By Claudia Hooper, University of Melbourne

Unearthing a secret scroll, tablet, stone or parchment filled with important revelations about the past is an archaeologist’s dream.

Chance finds, like the Dead Sea Scrolls – which contain some of the oldest known manuscripts of the Hebrew Bible and were discovered by Bedouin shepherds – have shed unique light on life and thought in ancient times.

Here, we ask University of Melbourne classicists, historians and archaeologists to list some of the most important of these fortunate discoveries and the stories behind them.

They range from the keys to forgotten scripts from Ancient Egypt and the time of Troy, to lost poems, philosophies and even a legal text book. We owe their preservation not only to luck, but to the fastidious and obsessive geniuses who uncovered and deciphered them.

The Rosetta Stone was key to cracking hieroglyphics and is now housed at the British Museum. Picture: Hans Hillewaert/Wikipedia


The story of the Rosetta Stone starts with Napoleon Bonaparte, who invaded Egypt in 1798 on one of his many campaigns to become master of the world.

In 1799, a group of French soldiers working near the town of Rosetta in the Nile Delta tore down an ancient Egyptian wall so they could use the stones to repair a French fort. One of these stones was the Rosetta Stone, an inscribed slab of granite now in the British Museum.

The stone is inscribed in three different scripts: the top section is in full hieroglyphs, the middle section is in Demotic (a cursive form of hieroglyphs), and the bottom section is in Greek which, of course, could easily be read.

Scholars quickly realised that the stone contains the same text written three times, once in each script.

Everyone saw that this stone might unlock the secret of hieroglyphs—as indeed it did. In 1822, the brilliant French scholar Jean-François Champollion made a major breakthrough in deciphering the hieroglyphic portion, giving birth to the modern field of Egyptology.

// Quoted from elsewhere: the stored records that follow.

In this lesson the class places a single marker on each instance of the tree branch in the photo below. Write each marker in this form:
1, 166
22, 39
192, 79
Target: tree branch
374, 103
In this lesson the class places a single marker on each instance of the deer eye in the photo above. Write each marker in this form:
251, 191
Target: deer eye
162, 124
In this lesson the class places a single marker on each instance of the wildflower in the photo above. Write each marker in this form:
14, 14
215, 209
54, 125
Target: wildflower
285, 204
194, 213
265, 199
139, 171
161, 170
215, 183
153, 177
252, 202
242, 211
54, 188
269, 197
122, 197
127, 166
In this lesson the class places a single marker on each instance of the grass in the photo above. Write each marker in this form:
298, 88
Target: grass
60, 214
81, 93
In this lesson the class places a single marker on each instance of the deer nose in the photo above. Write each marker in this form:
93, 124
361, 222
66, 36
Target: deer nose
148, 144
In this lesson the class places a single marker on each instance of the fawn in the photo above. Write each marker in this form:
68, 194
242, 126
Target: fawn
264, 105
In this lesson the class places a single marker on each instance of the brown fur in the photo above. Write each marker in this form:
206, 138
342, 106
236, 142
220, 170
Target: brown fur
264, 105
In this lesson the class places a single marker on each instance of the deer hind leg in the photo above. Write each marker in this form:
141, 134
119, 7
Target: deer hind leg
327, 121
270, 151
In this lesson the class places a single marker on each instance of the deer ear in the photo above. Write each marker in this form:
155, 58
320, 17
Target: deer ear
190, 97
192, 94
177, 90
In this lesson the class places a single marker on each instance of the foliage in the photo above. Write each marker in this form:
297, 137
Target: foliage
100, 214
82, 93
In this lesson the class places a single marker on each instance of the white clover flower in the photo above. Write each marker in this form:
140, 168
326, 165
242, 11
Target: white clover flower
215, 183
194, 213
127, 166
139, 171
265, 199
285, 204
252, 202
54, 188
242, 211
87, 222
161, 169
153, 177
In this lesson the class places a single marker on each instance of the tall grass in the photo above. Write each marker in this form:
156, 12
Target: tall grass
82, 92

The Institutes, a legal textbook written by the Roman jurist Gaius in or around 161 CE, is the most substantial legal work to survive from the time when Roman law was at its height as a science.

It is one of the most important sources for understanding how Roman society actually worked, but Gaius’ work had all-but disappeared until a chance discovery in 1816.

The Institutes were preserved as a palimpsest in which an original manuscript is partly erased and written over. Pictured is a digitally enhanced detail of the Archimedes Palimpsest which preserves some works of the ancient scientist copied in the 10th century, but written over by a Christian prayer book in the 13th century. Picture: Walters Art Museum/Flickr

The Danish-German statesman, banker, and historian Barthold Georg Niebuhr was searching through Christian manuscripts at the cathedral library in Verona when he noticed that a legal text had been partly scrubbed out on the parchment and overwritten with the Epistles of St Jerome.

The palimpsest proved to be an almost complete version of Gaius’ Institutes – some 250 pages of Latin text.

The work is vitally important for legal scholars because it fills in a gap of more than a millennium in our knowledge of Roman law. To this day Gaius is required reading for students of Roman law (and indeed, in some universities, for all law students).

But it is also hugely important for historians because in the Institutes Gaius observes how the law worked in reality in the second century AD.

For example, noting that a woman whose father has died is legally subject to a male guardian irrespective of her age (unlike a man who became independent from age 14 years), Gaius observes that the law is silly because women are just as capable as men and that the law was often ignored in practice anyway.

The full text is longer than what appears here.